Bamford Simeon A, Murray Alan F, Willshaw David J
Institute of Integrated Micro and Nano Systems, Neuroinformatics Doctoral Training Centre, University of Edinburgh, Edinburgh, UK.
IEEE Trans Neural Netw. 2010 Feb;21(2):286-304. doi: 10.1109/TNN.2009.2036912. Epub 2010 Jan 12.
A distributed and locally reprogrammable address-event receiver has been designed, in which incoming address-events are monitored simultaneously by all synapses, allowing for arbitrarily large axonal fan-out without reducing channel capacity. Synapses can change the address of their presynaptic neuron, allowing the distributed implementation of a biologically realistic learning rule, with both synapse formation and elimination (synaptic rewiring). Probabilistic synapse formation leads to topographic map development, made possible by a cross-chip current-mode calculation of Euclidean distance. As well as synaptic plasticity in rewiring, synapses change weights using a competitive Hebbian learning rule (spike-timing-dependent plasticity). The weight plasticity allows receptive fields to be modified based on spatio-temporal correlations in the inputs, and the rewiring plasticity allows these modifications to become embedded in the network topology.
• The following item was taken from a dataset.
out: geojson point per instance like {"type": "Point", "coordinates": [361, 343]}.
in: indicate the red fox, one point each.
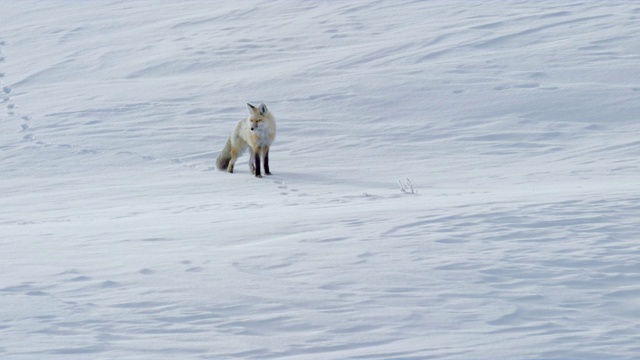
{"type": "Point", "coordinates": [256, 132]}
一种分布式且可本地重新编程的地址事件接收器已被设计出来,在该接收器中,所有突触会同时监测传入的地址事件,从而允许任意大的轴突扇出而不降低通道容量。突触可以改变其突触前神经元的地址,这使得生物现实学习规则的分布式实现成为可能,包括突触形成和消除(突触重新布线)。概率性突触形成导致地形图的发展,这通过欧几里得距离的跨芯片电流模式计算得以实现。除了重新布线中的突触可塑性外,突触还使用竞争性赫布学习规则(尖峰时间依赖性可塑性)来改变权重。权重可塑性允许基于输入中的时空相关性来修改感受野,而重新布线可塑性则允许这些修改嵌入到网络拓扑结构中。